4. – Anche i colori parlano, la luce e i colori. Forse io sono troppo sensibile ai colori; sta di fatto che ammiro le civiltà africane che non possono far niente senza i colori.
In proposito noto da noi un’ascesi che mi sembra eccessiva. è vero che talora si lascia il compito alle vetrate, ai quadri o agli affreschi. Però è necessario che tutto concorra alla luminosità e gioia dell’insieme, fin dal principio, senza che si debbano attendere interventi troppo tardivi. Spesso sento ripetere dalla gente la parola “freddezza”, proprio perché manca il calore dei colori.

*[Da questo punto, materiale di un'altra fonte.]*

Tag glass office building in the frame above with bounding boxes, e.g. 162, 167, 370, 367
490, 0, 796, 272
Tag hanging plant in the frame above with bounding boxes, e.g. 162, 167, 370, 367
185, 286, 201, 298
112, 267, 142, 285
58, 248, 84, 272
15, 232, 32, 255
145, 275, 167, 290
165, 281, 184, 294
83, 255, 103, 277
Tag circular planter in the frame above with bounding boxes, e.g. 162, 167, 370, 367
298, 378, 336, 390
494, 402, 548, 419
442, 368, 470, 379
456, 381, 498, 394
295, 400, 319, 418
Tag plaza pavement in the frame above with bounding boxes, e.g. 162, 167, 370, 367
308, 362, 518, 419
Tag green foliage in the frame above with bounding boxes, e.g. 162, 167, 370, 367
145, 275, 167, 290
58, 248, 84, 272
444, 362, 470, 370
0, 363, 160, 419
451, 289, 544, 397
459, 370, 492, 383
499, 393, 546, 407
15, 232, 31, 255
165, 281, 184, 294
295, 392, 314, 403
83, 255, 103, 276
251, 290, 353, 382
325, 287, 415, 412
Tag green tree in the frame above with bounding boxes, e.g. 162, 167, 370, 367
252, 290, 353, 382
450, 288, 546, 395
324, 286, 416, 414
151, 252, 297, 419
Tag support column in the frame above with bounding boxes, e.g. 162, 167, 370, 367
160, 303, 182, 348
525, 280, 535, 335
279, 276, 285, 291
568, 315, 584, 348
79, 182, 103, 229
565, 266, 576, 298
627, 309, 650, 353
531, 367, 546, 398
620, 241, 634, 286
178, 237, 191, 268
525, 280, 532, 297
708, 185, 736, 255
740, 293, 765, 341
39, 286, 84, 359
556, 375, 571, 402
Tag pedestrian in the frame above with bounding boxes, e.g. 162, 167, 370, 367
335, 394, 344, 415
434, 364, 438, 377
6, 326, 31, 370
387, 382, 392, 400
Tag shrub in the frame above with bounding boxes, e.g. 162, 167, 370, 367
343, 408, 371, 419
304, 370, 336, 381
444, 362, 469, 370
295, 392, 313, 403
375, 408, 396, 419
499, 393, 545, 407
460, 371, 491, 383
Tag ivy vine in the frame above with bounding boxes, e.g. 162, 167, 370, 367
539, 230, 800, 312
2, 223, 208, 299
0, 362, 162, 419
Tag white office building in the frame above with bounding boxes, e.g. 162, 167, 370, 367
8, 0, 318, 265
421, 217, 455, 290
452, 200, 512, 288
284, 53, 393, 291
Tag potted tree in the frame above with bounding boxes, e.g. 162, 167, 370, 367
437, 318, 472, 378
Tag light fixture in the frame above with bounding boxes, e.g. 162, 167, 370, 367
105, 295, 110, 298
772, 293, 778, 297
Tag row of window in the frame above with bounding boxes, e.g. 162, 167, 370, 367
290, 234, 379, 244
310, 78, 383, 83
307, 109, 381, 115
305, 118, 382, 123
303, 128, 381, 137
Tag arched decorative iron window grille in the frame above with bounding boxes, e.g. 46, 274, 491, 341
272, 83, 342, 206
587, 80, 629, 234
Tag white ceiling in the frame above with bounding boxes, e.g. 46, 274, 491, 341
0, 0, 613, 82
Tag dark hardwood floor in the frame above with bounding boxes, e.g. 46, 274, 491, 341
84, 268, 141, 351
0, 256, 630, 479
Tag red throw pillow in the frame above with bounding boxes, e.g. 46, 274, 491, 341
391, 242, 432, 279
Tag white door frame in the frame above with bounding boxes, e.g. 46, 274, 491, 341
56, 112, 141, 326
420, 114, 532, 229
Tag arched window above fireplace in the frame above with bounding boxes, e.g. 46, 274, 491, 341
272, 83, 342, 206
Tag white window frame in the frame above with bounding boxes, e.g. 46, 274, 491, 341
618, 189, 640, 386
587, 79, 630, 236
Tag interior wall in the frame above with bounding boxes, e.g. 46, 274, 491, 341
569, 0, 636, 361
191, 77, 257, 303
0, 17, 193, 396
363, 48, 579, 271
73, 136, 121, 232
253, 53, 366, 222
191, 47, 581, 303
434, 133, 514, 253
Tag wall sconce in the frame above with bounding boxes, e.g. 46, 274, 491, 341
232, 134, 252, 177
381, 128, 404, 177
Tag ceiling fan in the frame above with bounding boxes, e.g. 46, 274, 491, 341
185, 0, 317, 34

5. – Infine, accenno alle icone, alle rappresentazioni figurative che non sono soltanto simboliche e astratte. Basta pensare a come la tradizione bizantina e poi russa ha puntato sull’icona; il fascino delle grandi chiese di Mosca, di San Pietroburgo e di altre città viene proprio dal fatto che hanno un’architettura arricchita dalla molteplicità delle icone – a loro volta piene di stupendi colori – dal significato delle immagini evocate.
Pure a questo riguardo, noi ci siamo lasciati prendere da un eccessivo ascetismo, forse per reazione a forme decadenti del passato. Non è prescritto da nessuna parte che non vi debbano essere rappresentazioni figurative o che debbano essere solo di tipo astratto. Una contemplazione attenta delle icone orientali ci aiuterà a ispirarci per le chiese del futuro. In ogni caso si tratta, come per chi scrive un’icona, di lasciarsi penetrare dal mistero indicibile per tradurre poi, nelle forme, nei colori e nelle immagini quel soffio che nessun contenitore umano può esaurire.

Conclusione

Vi ho espresso riflessioni spicciole e senza pretese. Ho voluto offrirvele per attestarvi la profonda comunione di spirito con chi soffre per modellare gli spazi così da renderli accoglienti e ispiratori per una comunità in preghiera. Condivido la vostra sofferenza simile alle doglie di un parto quasi impossibile, perché io stesso la vivo per edificare quel tempio spirituale, non materiale, che è la comunità, il popolo di Dio. 

Mi auguro che il prossimo secolo e il prossimo millennio, rileggendo le nostre chiese, vi trovino quell’ispirazione che noi abbiamo oggi riscoperto nelle chiese di secoli remoti e ricevano da noi quel supplemento d’anima che, a nostra volta, abbiamo ricevuto dalla tradizione e dalle grandi chiese del passato.